# Test Saved Model - Football Superstar Prediction

This notebook loads the saved XGBoost model and scaler, and tests predictions on sample data.


In [3]:
import joblib
import numpy as np
import pandas as pd
from pathlib import Path


ModuleNotFoundError: No module named 'joblib'

In [None]:
# Load the saved model and scaler
model_path = 'self_training_xgb_model.joblib'
scaler_path = 'self_training_xgb_scaler.joblib'

print("Loading model and scaler...")
model = joblib.load(model_path)
scaler = joblib.load(scaler_path)
print("✓ Model and scaler loaded successfully!")


## Required Features (in exact order)

The model expects 27 features in this exact order:


In [None]:
# Required feature order (27 features)
REQUIRED_FEATURES = [
    'age',
    'physic',
    'mentality_aggression',
    'mentality_interceptions',
    'power_stamina',
    'power_strength',
    'defending_marking_awareness',
    'power_jumping',
    'defending_standing_tackle',
    'defending_sliding_tackle',
    'attacking_heading_accuracy',
    'mentality_composure',
    'movement_reactions',
    'skill_long_passing',
    'skill_dribbling',
    'skill_fk_accuracy',
    'skill_ball_control',
    'attacking_crossing',
    'power_shot_power',
    'attacking_finishing',
    'skill_curve',
    'movement_balance',
    'attacking_volleys',
    'power_long_shots',
    'mentality_vision',
    'mentality_penalties',
    'movement_agility'
]

print(f"Number of features: {len(REQUIRED_FEATURES)}")
for i, feat in enumerate(REQUIRED_FEATURES, 1):
    print(f"{i:2d}. {feat}")


## Test Prediction - Example Player

Let's test with a sample player (you can modify these values):


In [None]:
# Example player features (in the exact order required)
# This is a sample - you can modify these values
sample_features = [
    19,   # age
    70,   # physic
    60,   # mentality_aggression
    50,   # mentality_interceptions
    75,   # power_stamina
    65,   # power_strength
    40,   # defending_marking_awareness
    70,   # power_jumping
    35,   # defending_standing_tackle
    30,   # defending_sliding_tackle
    65,   # attacking_heading_accuracy
    75,   # mentality_composure
    80,   # movement_reactions
    70,   # skill_long_passing
    85,   # skill_dribbling
    70,   # skill_fk_accuracy
    82,   # skill_ball_control
    75,   # attacking_crossing
    80,   # power_shot_power
    88,   # attacking_finishing
    75,   # skill_curve
    78,   # movement_balance
    70,   # attacking_volleys
    85,   # power_long_shots
    80,   # mentality_vision
    85,   # mentality_penalties
    82    # movement_agility
]

print(f"Sample features shape: {len(sample_features)} features")
print(f"\nFeature values:")
for i, (feat, val) in enumerate(zip(REQUIRED_FEATURES, sample_features), 1):
    print(f"{i:2d}. {feat:30s}: {val:3d}")


In [None]:
# Convert to numpy array and reshape for prediction
features_array = np.array(sample_features).reshape(1, -1)
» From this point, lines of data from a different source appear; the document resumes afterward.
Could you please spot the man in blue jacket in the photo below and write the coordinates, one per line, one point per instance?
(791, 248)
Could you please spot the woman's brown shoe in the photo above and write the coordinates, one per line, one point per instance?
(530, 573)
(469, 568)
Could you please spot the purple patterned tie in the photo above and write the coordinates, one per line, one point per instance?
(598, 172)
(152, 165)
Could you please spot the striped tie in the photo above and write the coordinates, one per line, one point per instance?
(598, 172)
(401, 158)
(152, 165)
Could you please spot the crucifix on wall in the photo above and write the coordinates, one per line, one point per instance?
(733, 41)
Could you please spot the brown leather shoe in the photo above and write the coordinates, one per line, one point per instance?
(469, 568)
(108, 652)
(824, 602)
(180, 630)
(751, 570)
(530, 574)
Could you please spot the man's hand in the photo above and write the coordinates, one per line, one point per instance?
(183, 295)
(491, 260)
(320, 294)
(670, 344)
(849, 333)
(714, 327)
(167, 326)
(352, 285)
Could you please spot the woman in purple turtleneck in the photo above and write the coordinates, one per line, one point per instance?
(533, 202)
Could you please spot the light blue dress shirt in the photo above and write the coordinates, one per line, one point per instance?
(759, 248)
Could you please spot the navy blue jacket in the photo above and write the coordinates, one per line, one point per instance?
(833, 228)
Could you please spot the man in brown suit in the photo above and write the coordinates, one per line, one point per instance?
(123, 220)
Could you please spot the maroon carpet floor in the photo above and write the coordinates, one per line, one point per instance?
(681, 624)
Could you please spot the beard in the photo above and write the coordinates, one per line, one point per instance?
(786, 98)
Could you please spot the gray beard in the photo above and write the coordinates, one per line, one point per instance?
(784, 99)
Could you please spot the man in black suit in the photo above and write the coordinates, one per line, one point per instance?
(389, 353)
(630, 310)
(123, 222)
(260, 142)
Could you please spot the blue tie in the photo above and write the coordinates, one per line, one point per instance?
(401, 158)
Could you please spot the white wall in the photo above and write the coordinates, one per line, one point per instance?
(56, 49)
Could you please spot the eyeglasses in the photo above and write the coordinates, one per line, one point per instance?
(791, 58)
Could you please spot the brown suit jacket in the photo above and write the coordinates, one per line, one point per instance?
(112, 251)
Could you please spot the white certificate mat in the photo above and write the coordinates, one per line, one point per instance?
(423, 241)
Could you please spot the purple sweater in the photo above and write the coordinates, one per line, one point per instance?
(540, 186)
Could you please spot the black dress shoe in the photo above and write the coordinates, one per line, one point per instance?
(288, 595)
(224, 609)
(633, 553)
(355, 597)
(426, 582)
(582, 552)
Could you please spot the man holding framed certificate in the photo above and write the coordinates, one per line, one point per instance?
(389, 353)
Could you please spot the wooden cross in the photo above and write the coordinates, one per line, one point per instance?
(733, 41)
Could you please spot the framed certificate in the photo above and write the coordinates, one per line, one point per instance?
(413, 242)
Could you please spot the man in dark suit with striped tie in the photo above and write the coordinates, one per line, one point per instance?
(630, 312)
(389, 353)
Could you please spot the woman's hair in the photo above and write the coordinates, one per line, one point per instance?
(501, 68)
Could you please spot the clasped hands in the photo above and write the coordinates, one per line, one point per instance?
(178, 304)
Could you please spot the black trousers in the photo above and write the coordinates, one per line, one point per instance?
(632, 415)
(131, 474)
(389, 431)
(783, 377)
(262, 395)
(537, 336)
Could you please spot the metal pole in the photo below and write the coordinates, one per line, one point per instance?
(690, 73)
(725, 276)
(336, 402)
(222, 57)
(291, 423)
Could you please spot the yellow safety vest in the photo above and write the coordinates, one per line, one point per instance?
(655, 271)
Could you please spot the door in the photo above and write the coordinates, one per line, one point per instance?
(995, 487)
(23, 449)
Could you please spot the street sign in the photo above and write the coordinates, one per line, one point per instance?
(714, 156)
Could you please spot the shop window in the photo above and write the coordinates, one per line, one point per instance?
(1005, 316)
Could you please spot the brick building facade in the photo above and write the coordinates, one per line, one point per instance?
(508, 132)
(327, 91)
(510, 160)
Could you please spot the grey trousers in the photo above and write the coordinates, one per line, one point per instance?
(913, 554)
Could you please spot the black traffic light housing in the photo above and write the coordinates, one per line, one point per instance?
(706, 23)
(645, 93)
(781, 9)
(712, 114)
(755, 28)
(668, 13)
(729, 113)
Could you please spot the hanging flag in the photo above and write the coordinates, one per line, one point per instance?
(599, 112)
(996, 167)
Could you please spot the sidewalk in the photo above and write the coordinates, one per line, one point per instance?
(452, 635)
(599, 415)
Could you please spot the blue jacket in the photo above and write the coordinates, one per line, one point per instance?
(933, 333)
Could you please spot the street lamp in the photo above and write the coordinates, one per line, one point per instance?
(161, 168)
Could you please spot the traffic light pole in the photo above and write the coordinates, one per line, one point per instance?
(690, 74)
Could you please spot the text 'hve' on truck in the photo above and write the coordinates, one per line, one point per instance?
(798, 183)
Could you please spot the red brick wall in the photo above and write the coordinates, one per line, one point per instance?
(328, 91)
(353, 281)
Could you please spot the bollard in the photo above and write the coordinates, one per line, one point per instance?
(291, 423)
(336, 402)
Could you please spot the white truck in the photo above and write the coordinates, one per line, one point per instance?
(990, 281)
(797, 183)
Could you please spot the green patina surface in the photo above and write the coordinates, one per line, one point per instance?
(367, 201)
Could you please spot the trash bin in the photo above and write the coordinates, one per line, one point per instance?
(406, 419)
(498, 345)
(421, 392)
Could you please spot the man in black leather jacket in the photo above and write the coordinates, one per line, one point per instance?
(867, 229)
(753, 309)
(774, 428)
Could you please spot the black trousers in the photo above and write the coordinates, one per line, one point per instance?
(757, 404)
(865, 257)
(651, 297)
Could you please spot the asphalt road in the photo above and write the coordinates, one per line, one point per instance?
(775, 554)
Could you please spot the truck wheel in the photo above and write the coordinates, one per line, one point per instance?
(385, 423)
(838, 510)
print(f"Features array shape: {features_array.shape}")
print(f"Expected shape: (1, 27)")

if features_array.shape[1] != 27:
    raise ValueError(f"Expected 27 features, got {features_array.shape[1]}")

# Scale features using the saved scaler
features_scaled = scaler.transform(features_array)
print(f"\n✓ Features scaled successfully")
print(f"Scaled features shape: {features_scaled.shape}")


In [None]:
# Make prediction
prediction = model.predict(features_scaled)[0]
probabilities = model.predict_proba(features_scaled)[0]

print("="*60)
print("PREDICTION RESULTS")
print("="*60)
print(f"\nPredicted Class: {prediction} ({'Big Potential ⭐' if prediction == 1 else 'No Big Potential'})")
print(f"\nProbabilities:")
print(f"  - No Big Potential (Class 0): {probabilities[0]*100:.2f}%")
print(f"  - Big Potential (Class 1):   {probabilities[1]*100:.2f}%")
print(f"\nConfidence: {max(probabilities)*100:.2f}%")
print("="*60)


## Test with Real Player Data from CSV

You can also test with actual player data from the dataset:


In [None]:
# Load player data from CSV (if available)
try:
    # Try to load from feature_engineered_data.csv
    df = pd.read_csv('../data/feature_engineered_data.csv')
    
    # Get the first player's features (excluding target and version)
    feature_cols = [col for col in df.columns if col not in ['fifa_version', 'big_potential']]
    
    # Get first player
    player_features = df[feature_cols].iloc[0].values
    actual_label = df['big_potential'].iloc[0]
    
    print(f"Testing with first player from dataset")
    print(f"Actual label: {actual_label} ({'Big Potential' if actual_label == 1 else 'No Big Potential'})")
    print(f"\nFeatures shape: {player_features.shape}")
    
    # Scale and predict
    player_features_scaled = scaler.transform(player_features.reshape(1, -1))
    pred = model.predict(player_features_scaled)[0]
    proba = model.predict_proba(player_features_scaled)[0]
    
    print(f"\nPredicted: {pred} ({'Big Potential' if pred == 1 else 'No Big Potential'})")
    print(f"Probability: {proba[1]*100:.2f}%")
    print(f"Correct: {'✓' if pred == actual_label else '✗'}")
    
except FileNotFoundError:
    print("CSV file not found. Skipping real data test.")
except Exception as e:
    print(f"Error: {e}")